Nurul Islam Hasib, Bangladesh
(First published in bdnews24.com, Bangladesh on 28 May 2013):  Global leaders, policymakers, experts and rights activists kicked off here on Tuesday the decade’s largest conference on girls and women’s health and rights. Bangladesh figured among the success stories showcased by the 'Women Deliver", whose 3rd conference was opened by Malaysian Prime Minister Najib Razak at Kuala Lumpur with more than 3,000 delegates from over 150 countries. 'Women Deliver' said Bangladesh had significantly reduced death-at-childbirth due to resources allocated by the government and NGOs “to support access to quality maternity care for the large number of women who deliver at home”.

Latest figure shows Bangladesh’s maternal deaths dropped to 194 per 100,000 in 2010 from 574 in 1990, a progress that put the country on MDG 5 track. The three-day conference comes just days before the UN Secretary-General will receive recommendations for the post-2015 development framework next month. The newly elected Premier Razak called all to come ‘together’ for a strong voice to solve policy challenges for women progress.

Malaysia is the first Asian country hosting this global conference previously held in London and Washington. The Prime Minister said women play ‘an indispensible role’ at every level of the society from families to state level. “We see it in our own nation, where investment in education has empowered women to occupy top positions, in the civil service, in business and in politics,” he said.

He said Malaysia had taken ‘clear steps’ towards ‘a more equitable nation’ in education, healthcare and wage equality. “But there is still much more to be done,” he said and that as Malaysia strives to be a developed nation by 2020, “our challenge is to ensure that our economic growth is truly inclusive”.
He said for a sustainable development, “women must enjoy the same rights, respect and opportunities as men”.

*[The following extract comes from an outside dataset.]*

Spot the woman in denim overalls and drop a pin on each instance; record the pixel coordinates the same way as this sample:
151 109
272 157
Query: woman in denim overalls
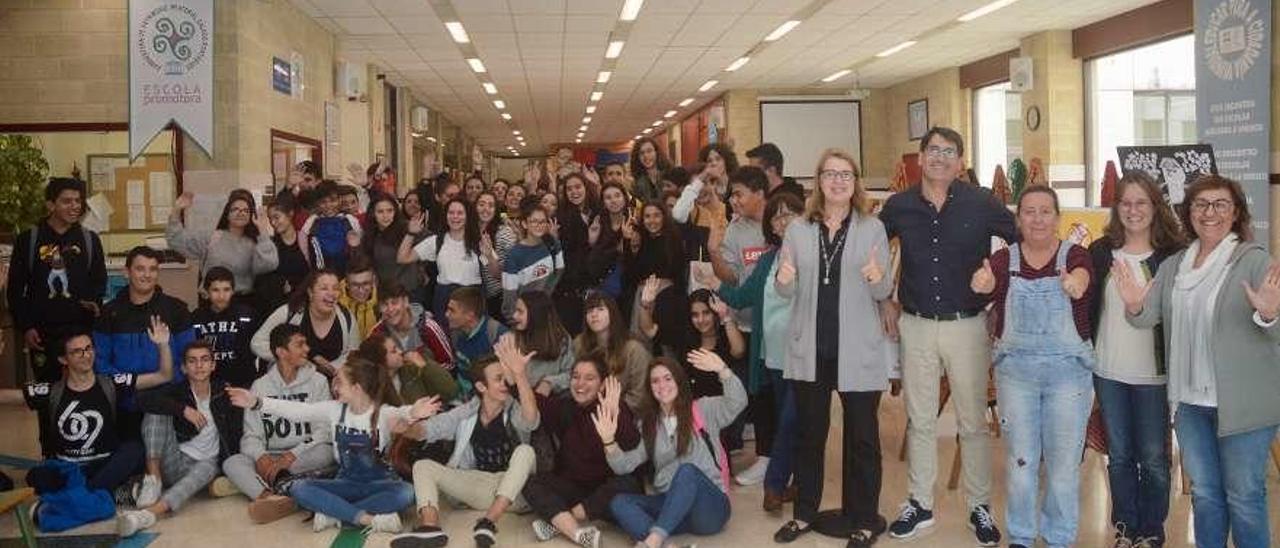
1043 366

As Malaysia boasts of for its lowest maternal deaths in the region with only 29 women per 100,000 dying at childbirth, the Prime Minister said this was possible for ‘strategic, focused and targeted’ interventions. “Political will and stable policies, investment in health and a commitment to improve quality of care, these are some of the essential ingredients of our success,” he said.

He termed access to family planning services and products ‘basic human rights’ and said this right should ‘not be denied’. He also highlighted the need of women empowerment so that they can make up their own family planning choices. In this regard he stressed on the need of investing on girls’ education. “Investing in universal education without gender discrimination has yielded results beyond expectations,” he said based on his own country experiences.

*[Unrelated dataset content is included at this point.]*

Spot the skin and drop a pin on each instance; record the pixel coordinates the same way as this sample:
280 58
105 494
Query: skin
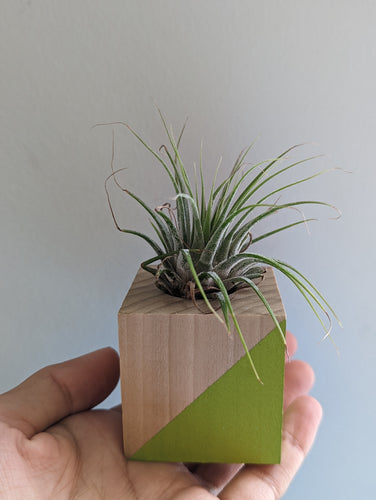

“A girl at school in Malaysia today is more likely to go to university than her male classmates,” he said in Malaysia despite similar enrollment rate at schools, “higher education rates are greater for women”. “We know that investing in girls and women in their education, health, safety, rights and financial independence pays”.

The opening day of the conference highlighted the need of investment on girls and women as World Bank released its report on how countries benefitted from this investment. The global lender said investments in women’s health in their early age were ‘a missed opportunity for development’.
Such investments, the report said, could increase labour productivity bringing financial benefit to households and future generations as well.

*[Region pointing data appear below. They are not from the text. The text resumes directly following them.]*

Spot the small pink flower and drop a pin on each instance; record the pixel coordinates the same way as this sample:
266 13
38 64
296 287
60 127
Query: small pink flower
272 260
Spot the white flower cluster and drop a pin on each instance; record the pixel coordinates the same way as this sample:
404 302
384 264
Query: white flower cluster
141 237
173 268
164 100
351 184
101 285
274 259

It cited Sri Lanka story where despite poor economic growth ‘proper’ investments helped to improve maternal health. Sri Lanka has cut down its death-at-childbirth to 35 today from 2,000 per 100,000 live births in 1930, it said. The report said the government could achieve this success through strategies that include universal coverage of health services.

Apart from economic and social benefits of investing in girls and women, the conference would also focus on how to achieve the goal of reaching 120 million more women with family planning services by 2020, a goal set earlier in the London conference.

Particular emphasis will be laid on the post-2015 development agenda, as organisers say participants in more than 100 sessions will call for action to ensure that girls and women are prioritised in the lead-up to the 2015 MDGs and beyond. Some of the world’s leading voices including Co-Chair of the Bill & Melinda Gates Foundation Melinda Gates, Board Member of the Clinton Foundation Chelsea Clinton, and UNFPA Executive Director Babatunde Osotimehin will also join them.

During the meeting, organisations like the World Bank, the Guttmacher Institute and the World Health Organization will release major new research and reports focused on the benefits of investing in girls and women. UN Women’s acting director Lakshmi Puri, at a press briefing after the conference opened,said gender equality goals should be placed in the post-2015 development goals. She said that no investment could better pay off than investing in women.